JavaScript carries much the same suite of regular expression tools as Perl.
These three constitute our globs.
Ordinarily we think of only the first: we might "Find & Replace" all occurences of 'foo' with 'fo'--a linear process. Quantifiers add another dimension (exponentiality) and backreferences bring in the concepts of programming.
/he/gi
/ and / are the quotes surrounding the string of two characters, h, e. Flags gi add functions for a global and case-insensitive search.
/.*\.jpe?g/g
Traditional globbing uses the * character, for example, *.jp*g. JavaScript uses a more powerful combination, the wildcard dot (.), and the greedy matcher (*): any number of any characters.
/[aeiou]+/gi
Quantifiers specify options and ranges for possible matches.

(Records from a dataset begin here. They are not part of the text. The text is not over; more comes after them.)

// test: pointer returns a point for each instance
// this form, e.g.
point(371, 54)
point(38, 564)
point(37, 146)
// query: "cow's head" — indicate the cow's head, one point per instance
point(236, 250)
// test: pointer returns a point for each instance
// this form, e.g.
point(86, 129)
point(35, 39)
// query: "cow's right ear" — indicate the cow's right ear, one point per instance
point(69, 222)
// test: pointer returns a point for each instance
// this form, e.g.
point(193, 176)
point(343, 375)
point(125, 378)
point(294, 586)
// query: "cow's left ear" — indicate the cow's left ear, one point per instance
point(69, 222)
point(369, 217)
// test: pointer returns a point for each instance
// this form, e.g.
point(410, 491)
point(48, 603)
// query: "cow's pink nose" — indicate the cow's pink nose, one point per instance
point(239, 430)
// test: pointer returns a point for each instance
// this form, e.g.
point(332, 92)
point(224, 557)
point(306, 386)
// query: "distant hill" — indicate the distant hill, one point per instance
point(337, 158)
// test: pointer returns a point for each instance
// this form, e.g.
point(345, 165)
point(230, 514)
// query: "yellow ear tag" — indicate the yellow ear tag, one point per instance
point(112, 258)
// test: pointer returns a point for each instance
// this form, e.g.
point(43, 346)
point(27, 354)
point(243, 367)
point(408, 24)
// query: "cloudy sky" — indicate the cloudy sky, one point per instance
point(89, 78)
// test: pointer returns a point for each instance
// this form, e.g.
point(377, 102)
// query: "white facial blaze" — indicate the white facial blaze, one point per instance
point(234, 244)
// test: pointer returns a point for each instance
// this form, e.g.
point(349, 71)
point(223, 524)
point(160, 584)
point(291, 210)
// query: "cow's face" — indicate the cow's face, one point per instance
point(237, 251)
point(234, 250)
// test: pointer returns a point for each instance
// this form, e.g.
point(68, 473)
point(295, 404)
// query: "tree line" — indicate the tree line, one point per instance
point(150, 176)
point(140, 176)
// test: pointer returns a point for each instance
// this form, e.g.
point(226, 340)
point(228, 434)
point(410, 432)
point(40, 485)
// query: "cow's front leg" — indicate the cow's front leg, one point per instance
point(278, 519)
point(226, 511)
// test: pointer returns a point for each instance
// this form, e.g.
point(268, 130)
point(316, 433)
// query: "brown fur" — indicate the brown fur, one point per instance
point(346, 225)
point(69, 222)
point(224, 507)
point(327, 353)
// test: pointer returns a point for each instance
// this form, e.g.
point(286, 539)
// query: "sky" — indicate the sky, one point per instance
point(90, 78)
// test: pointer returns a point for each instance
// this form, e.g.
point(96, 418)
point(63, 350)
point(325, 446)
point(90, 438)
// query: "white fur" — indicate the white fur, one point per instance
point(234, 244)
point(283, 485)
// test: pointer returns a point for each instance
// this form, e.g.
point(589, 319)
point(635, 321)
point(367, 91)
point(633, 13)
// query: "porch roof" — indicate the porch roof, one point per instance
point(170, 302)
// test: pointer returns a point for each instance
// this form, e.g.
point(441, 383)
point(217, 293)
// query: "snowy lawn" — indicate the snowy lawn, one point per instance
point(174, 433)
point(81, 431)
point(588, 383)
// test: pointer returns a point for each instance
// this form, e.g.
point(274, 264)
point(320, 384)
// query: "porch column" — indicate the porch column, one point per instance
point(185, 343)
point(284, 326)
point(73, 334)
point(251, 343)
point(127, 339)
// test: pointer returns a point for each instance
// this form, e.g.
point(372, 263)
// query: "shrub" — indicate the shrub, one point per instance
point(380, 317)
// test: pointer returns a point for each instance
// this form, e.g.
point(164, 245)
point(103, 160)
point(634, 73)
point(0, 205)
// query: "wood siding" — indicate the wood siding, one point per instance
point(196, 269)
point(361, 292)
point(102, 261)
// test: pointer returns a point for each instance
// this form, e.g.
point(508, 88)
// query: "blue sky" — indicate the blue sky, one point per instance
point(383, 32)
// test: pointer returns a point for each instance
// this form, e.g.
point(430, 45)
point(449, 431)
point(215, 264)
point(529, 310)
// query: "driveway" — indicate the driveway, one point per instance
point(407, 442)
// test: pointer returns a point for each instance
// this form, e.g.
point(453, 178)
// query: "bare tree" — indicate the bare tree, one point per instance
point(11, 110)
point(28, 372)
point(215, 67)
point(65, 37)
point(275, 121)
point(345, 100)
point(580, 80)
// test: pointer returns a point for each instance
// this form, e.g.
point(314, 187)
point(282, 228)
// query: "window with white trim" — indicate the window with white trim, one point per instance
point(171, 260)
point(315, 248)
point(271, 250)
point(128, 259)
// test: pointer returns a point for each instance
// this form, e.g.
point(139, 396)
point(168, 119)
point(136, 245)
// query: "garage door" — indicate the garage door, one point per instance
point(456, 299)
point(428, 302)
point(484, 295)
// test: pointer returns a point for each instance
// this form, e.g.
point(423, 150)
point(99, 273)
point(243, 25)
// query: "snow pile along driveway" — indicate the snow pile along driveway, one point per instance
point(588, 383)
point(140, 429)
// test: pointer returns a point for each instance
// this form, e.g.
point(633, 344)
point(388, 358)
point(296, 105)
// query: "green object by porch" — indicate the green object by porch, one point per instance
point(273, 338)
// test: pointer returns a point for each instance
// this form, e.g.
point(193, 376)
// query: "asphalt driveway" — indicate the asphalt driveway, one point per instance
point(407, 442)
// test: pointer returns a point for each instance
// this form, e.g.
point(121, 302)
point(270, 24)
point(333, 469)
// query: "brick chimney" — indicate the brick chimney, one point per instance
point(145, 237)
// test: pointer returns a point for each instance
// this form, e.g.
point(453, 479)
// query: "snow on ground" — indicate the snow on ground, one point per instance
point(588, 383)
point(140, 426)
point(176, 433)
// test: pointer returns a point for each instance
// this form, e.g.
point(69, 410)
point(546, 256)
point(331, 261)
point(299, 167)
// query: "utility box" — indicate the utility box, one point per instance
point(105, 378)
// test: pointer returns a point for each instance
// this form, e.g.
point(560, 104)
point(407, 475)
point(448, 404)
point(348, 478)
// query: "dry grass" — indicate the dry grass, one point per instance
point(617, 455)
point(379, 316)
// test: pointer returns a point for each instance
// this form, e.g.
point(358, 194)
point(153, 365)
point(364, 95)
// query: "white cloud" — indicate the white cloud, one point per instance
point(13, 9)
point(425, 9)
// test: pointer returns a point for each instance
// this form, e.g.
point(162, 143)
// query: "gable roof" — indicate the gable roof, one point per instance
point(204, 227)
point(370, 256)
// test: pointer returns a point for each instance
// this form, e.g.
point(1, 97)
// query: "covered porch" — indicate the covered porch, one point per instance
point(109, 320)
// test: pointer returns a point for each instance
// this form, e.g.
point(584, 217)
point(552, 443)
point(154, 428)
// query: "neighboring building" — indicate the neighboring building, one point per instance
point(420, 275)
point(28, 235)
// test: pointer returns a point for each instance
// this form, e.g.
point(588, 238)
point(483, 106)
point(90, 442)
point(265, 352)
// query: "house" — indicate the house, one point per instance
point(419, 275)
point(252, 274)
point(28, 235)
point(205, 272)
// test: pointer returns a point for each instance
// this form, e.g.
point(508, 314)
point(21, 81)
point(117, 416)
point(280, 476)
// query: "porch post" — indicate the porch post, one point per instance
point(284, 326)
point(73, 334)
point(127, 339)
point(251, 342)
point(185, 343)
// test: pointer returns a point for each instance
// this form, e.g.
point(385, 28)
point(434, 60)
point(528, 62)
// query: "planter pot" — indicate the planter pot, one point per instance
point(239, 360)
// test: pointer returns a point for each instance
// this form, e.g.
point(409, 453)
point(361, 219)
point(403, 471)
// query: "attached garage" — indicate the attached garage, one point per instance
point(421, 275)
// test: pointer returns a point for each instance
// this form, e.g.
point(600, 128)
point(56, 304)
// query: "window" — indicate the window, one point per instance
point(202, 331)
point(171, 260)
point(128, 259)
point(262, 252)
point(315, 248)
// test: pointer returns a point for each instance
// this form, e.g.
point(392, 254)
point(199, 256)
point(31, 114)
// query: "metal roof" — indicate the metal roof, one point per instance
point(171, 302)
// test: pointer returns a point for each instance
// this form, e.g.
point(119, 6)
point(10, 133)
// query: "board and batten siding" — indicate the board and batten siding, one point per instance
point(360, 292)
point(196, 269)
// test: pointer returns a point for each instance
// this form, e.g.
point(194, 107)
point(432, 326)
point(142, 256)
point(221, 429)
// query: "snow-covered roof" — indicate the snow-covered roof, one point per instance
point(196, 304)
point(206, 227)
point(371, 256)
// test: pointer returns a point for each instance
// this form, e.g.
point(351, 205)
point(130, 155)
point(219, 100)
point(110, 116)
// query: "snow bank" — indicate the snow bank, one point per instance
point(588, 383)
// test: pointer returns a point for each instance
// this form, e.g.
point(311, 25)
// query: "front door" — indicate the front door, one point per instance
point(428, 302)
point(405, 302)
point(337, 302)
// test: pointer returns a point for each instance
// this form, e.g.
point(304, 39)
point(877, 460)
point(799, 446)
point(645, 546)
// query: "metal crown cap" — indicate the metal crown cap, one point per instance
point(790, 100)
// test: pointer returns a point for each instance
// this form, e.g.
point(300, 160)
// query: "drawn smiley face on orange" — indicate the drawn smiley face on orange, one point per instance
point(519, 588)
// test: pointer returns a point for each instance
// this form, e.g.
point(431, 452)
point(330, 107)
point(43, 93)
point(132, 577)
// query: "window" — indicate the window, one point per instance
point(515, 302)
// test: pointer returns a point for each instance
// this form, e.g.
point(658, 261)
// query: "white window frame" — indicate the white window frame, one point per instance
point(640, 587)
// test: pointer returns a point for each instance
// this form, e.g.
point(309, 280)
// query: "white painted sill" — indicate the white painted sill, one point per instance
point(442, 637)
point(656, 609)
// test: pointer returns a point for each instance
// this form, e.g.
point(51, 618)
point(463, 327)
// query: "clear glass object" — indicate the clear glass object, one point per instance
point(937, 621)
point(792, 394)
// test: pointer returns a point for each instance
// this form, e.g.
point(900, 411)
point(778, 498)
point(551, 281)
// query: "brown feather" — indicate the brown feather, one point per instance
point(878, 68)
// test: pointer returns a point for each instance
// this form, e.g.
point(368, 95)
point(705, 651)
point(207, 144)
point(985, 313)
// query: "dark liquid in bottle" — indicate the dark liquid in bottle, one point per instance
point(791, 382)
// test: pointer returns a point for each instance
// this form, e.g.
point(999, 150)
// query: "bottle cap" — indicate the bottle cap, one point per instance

One or more vowels: [aeiou]+
/[^\w\s]$/
Meta-characters specify predefined values. Trying to match end punctuation, we have "not a letter or a space; must be at the end:" [^\w\s]$
/^\s+$/
Matching an empty line, beginning to end nothing but space: ^\s+$
/(\S+:\/{2}\S+)/g
Finding a URL, assuming space on either side. Our backreferences "()" memorize the address, so we could then say <a href="$1">$1</a> to form a link. Note the backslash used to escape the quote mark /.